A year ago, I thought I wanted to make this exclusively a site about women and music: those who create it, play it, produce it, but also those who write about it. Women are too frequently shut out of the intellectual sphere even when it comes to something as banal and trite as pop culture. And I wanted to focus on those women who talk about music -- who make you think how it relates to your own life or the culture at large. But other things kept getting in the way. I started participating more in the feminist blogosphere (yes, I know this is a horrible name, but until someone comes up with a better one, I'm using it) and reading more women who think like me, or act like me, and I've wanted to write about about stuff other than music.

So I just might.

I have no idea where this site will be going in the next few months, or year, even.
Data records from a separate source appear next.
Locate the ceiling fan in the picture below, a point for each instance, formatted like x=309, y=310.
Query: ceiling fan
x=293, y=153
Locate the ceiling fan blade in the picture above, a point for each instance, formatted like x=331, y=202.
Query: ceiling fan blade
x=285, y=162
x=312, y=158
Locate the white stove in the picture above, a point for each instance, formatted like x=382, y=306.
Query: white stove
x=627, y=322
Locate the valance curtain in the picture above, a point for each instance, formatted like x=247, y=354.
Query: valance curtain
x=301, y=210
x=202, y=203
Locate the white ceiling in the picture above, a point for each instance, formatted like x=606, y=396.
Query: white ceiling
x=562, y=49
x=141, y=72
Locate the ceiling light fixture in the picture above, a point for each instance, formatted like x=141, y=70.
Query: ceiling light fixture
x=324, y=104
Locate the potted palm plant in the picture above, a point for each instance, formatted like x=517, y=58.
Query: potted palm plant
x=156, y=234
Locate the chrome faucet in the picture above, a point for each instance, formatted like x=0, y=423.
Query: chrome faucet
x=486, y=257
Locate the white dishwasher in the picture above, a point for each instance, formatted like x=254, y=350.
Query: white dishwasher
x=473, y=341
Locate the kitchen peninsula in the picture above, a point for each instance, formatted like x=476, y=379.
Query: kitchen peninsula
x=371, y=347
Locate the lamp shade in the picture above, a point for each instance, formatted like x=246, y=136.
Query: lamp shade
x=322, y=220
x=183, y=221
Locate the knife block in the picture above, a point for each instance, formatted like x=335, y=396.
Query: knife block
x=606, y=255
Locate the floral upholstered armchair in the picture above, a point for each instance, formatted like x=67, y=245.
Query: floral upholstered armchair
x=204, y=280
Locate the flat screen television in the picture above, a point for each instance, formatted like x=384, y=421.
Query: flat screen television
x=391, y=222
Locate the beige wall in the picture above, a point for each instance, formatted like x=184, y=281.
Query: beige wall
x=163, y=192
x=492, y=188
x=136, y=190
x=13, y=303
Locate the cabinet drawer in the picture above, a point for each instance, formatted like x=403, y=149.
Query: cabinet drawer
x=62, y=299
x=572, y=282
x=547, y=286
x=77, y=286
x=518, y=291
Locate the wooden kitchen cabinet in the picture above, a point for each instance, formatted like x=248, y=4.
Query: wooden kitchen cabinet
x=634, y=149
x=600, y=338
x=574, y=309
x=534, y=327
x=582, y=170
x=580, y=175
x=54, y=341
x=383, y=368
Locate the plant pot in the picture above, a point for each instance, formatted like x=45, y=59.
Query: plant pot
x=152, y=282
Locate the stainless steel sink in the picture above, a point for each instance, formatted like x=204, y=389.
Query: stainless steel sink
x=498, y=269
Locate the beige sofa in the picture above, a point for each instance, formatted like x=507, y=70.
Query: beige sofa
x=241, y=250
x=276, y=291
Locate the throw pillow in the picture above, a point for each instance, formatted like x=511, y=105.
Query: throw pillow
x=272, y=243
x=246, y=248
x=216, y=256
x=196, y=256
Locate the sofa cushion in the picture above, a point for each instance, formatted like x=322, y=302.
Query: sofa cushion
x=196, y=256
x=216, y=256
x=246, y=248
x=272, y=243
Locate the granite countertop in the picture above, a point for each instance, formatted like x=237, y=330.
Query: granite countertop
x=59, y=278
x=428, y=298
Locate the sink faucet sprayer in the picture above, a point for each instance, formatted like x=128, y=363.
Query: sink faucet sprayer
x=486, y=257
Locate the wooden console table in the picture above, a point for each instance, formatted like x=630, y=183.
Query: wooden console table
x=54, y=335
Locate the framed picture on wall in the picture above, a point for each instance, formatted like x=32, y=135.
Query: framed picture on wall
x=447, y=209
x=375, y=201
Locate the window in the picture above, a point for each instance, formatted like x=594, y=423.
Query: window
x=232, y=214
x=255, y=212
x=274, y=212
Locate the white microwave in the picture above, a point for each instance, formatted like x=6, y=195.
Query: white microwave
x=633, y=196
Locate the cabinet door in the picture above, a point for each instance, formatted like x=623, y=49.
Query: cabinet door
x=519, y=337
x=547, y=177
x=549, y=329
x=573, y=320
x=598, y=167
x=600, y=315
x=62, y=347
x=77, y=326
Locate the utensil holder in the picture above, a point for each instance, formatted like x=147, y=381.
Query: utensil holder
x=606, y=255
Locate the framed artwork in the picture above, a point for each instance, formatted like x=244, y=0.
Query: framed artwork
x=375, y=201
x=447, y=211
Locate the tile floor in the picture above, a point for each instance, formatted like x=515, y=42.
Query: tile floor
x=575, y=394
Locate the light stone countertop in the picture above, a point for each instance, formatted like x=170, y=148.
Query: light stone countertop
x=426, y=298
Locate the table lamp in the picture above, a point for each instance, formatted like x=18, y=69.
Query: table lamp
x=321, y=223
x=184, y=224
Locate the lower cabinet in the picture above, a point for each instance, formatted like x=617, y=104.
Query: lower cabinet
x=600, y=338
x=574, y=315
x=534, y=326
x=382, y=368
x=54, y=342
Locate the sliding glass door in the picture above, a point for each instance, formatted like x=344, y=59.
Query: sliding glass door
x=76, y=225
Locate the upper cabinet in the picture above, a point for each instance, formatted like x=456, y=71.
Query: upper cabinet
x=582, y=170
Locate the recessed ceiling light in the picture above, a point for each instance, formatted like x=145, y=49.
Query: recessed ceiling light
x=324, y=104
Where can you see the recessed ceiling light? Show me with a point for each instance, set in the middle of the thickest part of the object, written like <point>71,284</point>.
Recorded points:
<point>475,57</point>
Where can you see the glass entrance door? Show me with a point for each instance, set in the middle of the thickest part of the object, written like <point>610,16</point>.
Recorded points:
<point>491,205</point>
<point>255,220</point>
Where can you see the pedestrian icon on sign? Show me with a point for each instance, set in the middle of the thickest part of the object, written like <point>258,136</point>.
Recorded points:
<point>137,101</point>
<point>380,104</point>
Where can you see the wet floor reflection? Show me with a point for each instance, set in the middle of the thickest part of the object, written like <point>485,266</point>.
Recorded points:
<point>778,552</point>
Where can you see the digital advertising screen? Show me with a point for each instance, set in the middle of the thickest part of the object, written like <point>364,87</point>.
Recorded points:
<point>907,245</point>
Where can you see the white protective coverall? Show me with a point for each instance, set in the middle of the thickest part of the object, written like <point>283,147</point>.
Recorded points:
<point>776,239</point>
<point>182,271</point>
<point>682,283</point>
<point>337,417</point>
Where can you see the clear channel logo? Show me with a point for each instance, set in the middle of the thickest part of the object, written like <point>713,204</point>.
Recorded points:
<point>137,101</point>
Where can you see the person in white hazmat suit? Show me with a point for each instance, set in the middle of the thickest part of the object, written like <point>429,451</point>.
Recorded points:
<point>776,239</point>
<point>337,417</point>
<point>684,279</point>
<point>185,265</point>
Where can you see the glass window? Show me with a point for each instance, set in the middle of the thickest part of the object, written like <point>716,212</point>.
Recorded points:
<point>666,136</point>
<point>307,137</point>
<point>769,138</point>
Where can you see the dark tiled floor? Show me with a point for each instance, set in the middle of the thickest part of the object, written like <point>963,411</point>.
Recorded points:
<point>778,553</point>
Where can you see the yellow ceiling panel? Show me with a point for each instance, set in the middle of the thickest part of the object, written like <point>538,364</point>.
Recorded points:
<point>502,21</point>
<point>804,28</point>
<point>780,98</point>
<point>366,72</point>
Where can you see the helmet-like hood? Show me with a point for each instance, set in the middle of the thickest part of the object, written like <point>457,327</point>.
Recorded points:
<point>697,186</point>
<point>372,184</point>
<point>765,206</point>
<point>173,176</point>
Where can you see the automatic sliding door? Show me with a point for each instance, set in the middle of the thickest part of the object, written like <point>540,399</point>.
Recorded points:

But I spend a lot of time second guessing myself: is this right? Is this okay? I read a quote from Amy Richards in Bitch magazine several years ago that went something like, "The greatest lesson I've learned as a writer is that you can't control how others interpret your words." I try to repeat this to myself like a mantra, but I'm not sure I entirely believe it. It's true you can't control how others interpret your words, but relying on the reader to just "get it," is, I don't know, kind of lazy. It puts the onus on the reader and doesn't hold the writer accountable for her words. This is one of the hardest things to grasp transitioning from superfluous "fluff" writing to writing big, important things. I'm not writing big important things yet, but I'm getting there.